Net present value of 50% of salary for the next 30 years is something like a million dollars for most HN commenters, I'd guess.
Plus it'd almost certainly end with zero notice. You'd get a email saying "you're free to go". Suddenly. After say 26 months.
So it's not like a "pension for life" - just a gap in your employment history.
Any employment gap can be easily explained by saying "I was under a non-compete and being paid garden leave while working on personal projects to keep my skills fresh". It's very common in e.g. the finance world, I believe.
The free movement of workers is important to having an efficient economy. The US could do a lot better here; we have bad safety nets, non-competes, "trade-secrets".
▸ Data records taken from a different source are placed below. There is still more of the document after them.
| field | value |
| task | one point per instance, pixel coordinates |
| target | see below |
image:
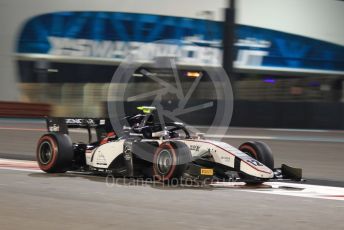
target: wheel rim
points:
(45, 152)
(164, 161)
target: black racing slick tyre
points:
(261, 152)
(54, 153)
(170, 161)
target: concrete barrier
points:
(21, 109)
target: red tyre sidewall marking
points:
(169, 147)
(54, 152)
(250, 149)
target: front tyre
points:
(170, 161)
(54, 153)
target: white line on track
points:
(273, 188)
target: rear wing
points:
(102, 126)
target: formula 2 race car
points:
(165, 152)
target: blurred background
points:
(285, 59)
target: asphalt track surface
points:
(35, 200)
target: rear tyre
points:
(54, 153)
(261, 152)
(170, 161)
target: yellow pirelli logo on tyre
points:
(207, 172)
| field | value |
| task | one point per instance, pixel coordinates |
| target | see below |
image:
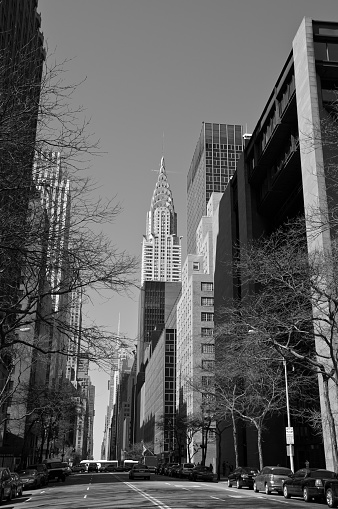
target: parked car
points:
(139, 471)
(31, 478)
(78, 469)
(307, 483)
(271, 479)
(66, 468)
(167, 468)
(185, 469)
(242, 477)
(6, 486)
(43, 471)
(201, 473)
(17, 485)
(93, 467)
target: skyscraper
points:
(161, 250)
(213, 165)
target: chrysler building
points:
(161, 250)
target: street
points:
(106, 490)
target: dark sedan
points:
(307, 483)
(201, 473)
(271, 479)
(242, 477)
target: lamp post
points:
(289, 430)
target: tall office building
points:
(282, 175)
(161, 250)
(213, 165)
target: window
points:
(206, 348)
(207, 287)
(207, 331)
(207, 301)
(207, 317)
(206, 381)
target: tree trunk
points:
(331, 422)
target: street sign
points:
(289, 436)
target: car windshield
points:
(281, 471)
(323, 474)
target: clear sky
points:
(164, 66)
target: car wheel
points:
(330, 499)
(286, 492)
(306, 495)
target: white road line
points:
(151, 499)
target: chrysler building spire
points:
(161, 250)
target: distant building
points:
(213, 164)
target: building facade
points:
(161, 249)
(195, 324)
(281, 176)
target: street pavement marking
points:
(152, 499)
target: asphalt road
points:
(108, 490)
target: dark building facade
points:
(278, 178)
(156, 303)
(213, 164)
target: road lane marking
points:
(151, 499)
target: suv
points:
(43, 471)
(55, 470)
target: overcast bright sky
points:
(165, 66)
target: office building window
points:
(207, 331)
(206, 348)
(207, 317)
(208, 365)
(207, 287)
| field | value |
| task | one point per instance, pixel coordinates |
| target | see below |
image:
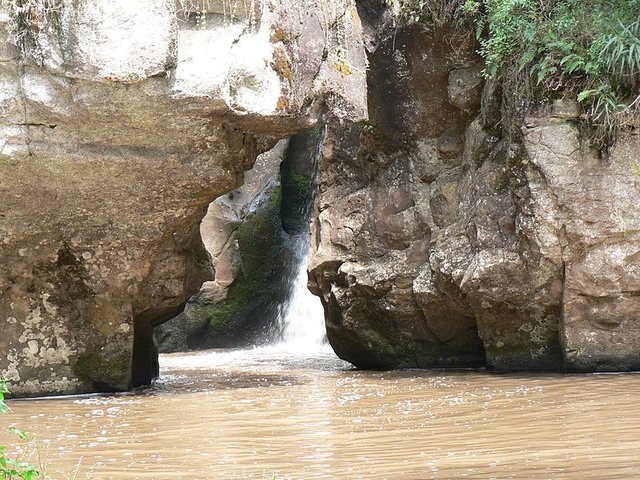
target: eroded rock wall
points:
(120, 124)
(439, 242)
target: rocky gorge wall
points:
(437, 240)
(440, 242)
(121, 121)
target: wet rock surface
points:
(440, 243)
(117, 131)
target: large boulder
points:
(120, 124)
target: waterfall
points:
(301, 318)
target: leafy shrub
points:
(540, 49)
(27, 18)
(13, 468)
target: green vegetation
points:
(13, 468)
(27, 18)
(544, 49)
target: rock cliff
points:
(121, 121)
(437, 239)
(440, 241)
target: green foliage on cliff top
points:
(542, 49)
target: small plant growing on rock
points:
(27, 18)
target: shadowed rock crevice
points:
(154, 117)
(252, 236)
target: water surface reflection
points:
(250, 414)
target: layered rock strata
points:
(438, 241)
(120, 124)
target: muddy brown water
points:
(264, 414)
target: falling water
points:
(301, 318)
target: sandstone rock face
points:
(440, 243)
(253, 235)
(251, 256)
(118, 128)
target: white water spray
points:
(301, 319)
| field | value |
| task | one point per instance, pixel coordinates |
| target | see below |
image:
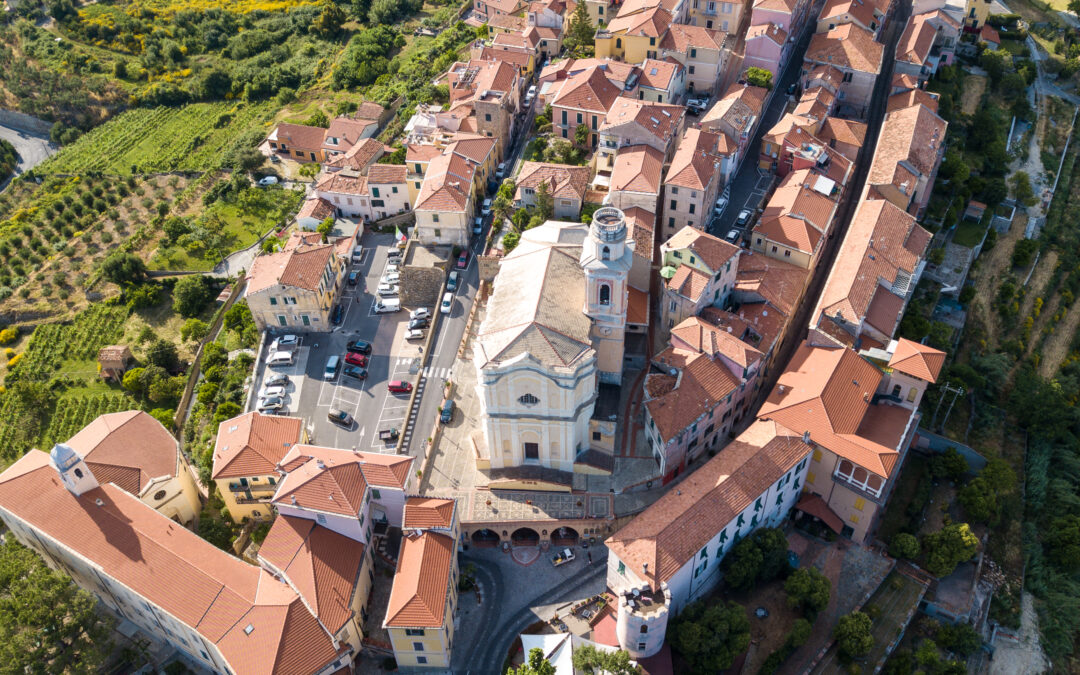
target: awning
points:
(812, 504)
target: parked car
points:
(270, 404)
(339, 417)
(272, 391)
(361, 347)
(280, 359)
(388, 306)
(332, 365)
(278, 379)
(354, 372)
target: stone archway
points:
(525, 537)
(485, 538)
(565, 537)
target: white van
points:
(332, 365)
(280, 359)
(388, 305)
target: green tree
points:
(946, 549)
(162, 353)
(710, 637)
(48, 624)
(325, 228)
(193, 329)
(594, 661)
(759, 77)
(904, 545)
(123, 268)
(852, 634)
(190, 295)
(580, 34)
(808, 590)
(536, 664)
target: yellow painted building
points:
(245, 458)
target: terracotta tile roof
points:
(341, 183)
(315, 207)
(713, 251)
(391, 471)
(699, 335)
(589, 90)
(127, 448)
(847, 46)
(670, 532)
(564, 181)
(660, 119)
(421, 582)
(447, 185)
(298, 136)
(883, 245)
(696, 163)
(913, 97)
(385, 174)
(908, 146)
(739, 108)
(253, 444)
(827, 392)
(848, 132)
(348, 131)
(917, 360)
(862, 12)
(637, 169)
(300, 268)
(651, 23)
(682, 37)
(260, 625)
(658, 73)
(700, 387)
(428, 512)
(321, 565)
(780, 284)
(768, 31)
(637, 307)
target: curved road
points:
(495, 636)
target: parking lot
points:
(368, 402)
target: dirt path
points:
(991, 266)
(1026, 656)
(972, 93)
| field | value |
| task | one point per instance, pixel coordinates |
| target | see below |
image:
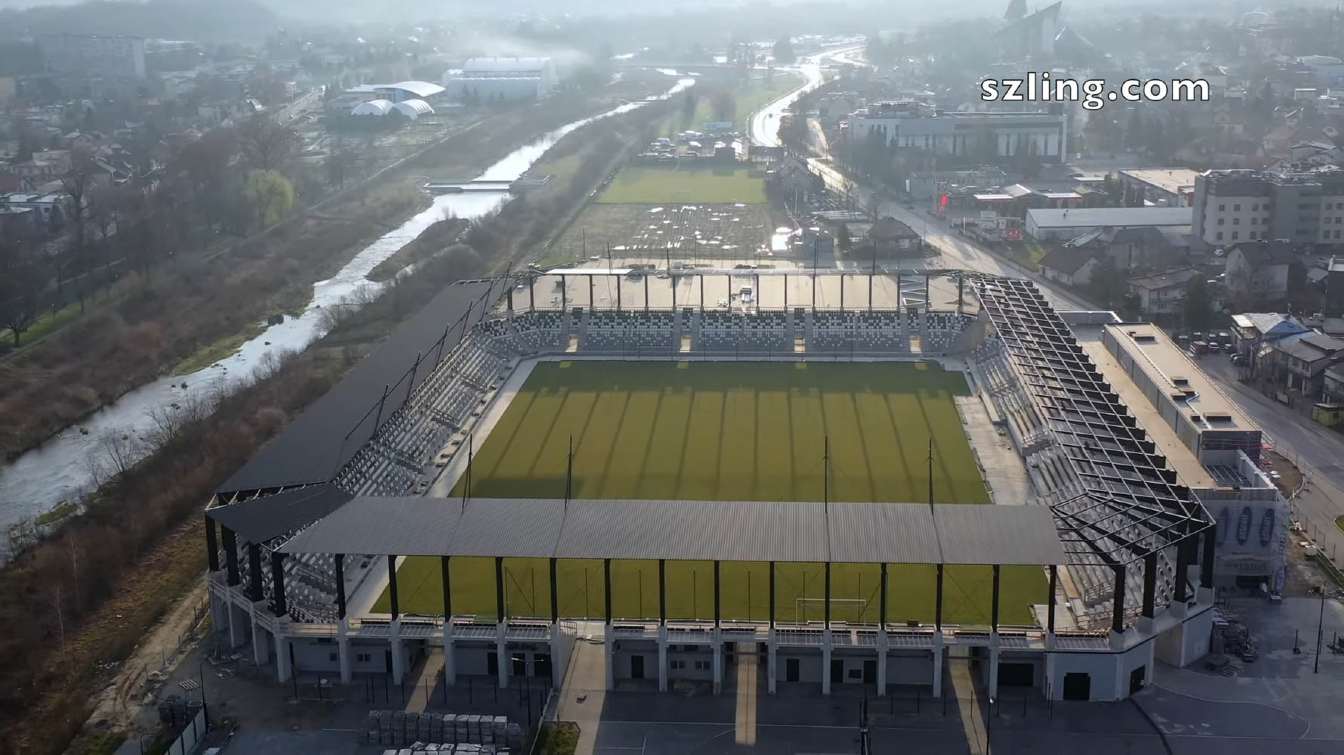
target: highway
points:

When workers move freely and spread trade-secrets, this results in all companies performing better, on average. This is good for everyone except the lazy owners who would lose money to those who perform better.
While the US worries about limiting the free movement of workers, non-competes, and "trade-secrets", China is going to build approximately a billion homes and factories.
If we take the "free" out of "free market", then we're just a market, and far from the most efficient one.